This shift in Fernley's primary resource has come about because an arsenic-removing water treatment plant for the city's ground water would cost about $7 million while a plant to treat canal irrigation water for consumption would be closer to $5 million. It's simple economics. As with many other western towns, Fernley's ground water just meets the old federal arsenic standard for drinking water of 50 ppb - but is not close to the new 10 ppb maximum contaminant level (MCL), set to become effective by late January, 2006. (Fernley received an extension from Nevada and won't have to meet the new standard until 2009.)

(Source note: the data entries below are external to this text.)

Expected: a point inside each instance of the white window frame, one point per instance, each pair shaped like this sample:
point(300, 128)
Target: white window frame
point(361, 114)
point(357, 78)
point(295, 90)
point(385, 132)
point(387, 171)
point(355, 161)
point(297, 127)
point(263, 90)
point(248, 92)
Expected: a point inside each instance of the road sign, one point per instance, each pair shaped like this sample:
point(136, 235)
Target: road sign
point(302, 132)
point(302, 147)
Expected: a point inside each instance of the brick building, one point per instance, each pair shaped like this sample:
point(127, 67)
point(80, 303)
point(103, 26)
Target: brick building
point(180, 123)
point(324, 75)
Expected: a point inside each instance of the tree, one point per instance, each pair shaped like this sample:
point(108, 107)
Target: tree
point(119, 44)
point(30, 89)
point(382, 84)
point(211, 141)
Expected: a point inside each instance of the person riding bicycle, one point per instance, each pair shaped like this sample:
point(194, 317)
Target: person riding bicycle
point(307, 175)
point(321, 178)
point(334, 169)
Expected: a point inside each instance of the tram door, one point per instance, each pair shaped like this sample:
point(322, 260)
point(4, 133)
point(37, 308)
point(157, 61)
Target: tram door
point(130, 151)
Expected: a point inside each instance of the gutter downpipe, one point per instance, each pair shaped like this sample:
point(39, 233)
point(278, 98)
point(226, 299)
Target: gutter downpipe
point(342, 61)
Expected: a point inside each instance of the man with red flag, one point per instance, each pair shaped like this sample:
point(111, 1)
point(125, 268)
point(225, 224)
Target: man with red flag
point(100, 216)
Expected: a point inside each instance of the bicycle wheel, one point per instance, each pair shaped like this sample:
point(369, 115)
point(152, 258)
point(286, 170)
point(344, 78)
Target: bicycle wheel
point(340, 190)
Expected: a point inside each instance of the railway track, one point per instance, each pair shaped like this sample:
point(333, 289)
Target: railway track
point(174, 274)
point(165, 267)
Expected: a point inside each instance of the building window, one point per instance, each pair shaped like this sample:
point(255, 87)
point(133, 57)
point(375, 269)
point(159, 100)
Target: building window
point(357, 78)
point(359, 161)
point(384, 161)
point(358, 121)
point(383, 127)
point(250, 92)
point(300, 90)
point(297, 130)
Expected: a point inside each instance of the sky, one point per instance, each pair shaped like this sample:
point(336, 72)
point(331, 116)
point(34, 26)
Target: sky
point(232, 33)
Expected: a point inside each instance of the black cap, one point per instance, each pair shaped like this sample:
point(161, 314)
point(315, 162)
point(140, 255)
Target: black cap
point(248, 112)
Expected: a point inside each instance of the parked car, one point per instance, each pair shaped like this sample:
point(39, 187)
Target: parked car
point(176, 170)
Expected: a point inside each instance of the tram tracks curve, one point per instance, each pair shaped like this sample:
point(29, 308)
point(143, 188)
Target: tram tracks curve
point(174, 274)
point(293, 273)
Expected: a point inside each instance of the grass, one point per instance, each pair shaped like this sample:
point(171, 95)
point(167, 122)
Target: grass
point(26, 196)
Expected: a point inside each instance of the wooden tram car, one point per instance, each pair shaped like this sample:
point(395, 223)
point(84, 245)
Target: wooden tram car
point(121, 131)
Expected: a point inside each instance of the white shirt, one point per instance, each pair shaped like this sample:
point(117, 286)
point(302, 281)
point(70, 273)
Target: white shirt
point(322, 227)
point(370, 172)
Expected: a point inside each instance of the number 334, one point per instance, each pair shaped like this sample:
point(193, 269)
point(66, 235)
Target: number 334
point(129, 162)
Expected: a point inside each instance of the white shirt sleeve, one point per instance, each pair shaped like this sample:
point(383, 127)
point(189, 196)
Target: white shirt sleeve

With a population that has doubled in the past eight years, Fernley also must deal with the mounting issue of the quantity of water available for the population. It's a huge conundrum for smaller towns increased costs of treating a dwindling water supply for a growing population.
Lost in the shuffle, once again, is the viable option of using point-of-use and point-of-entry (POU/POE) devices in towns of Fernley's size - perhaps the most economical solution to both arsenic removal and source water scarceness as an option. Instead of abandoning well water due to arsenic treatment issues, distributed use of POU/POE devices coupled with a smaller draw from the Truckee Canal using conventional treatment could satisfy the lower arsenic limit as well as alleviate strain on water availability.
The bottom line, according to WQA: Many, if not most, local water treatment officials are unaware of the Environmental Protection Agency's (EPA) officially recognized option of using POU/POE technologies to meet EPA guidelines for MCLs - including arsenic. Also, many state officials don't recognize the option of using POU/POE, even though the EPA does.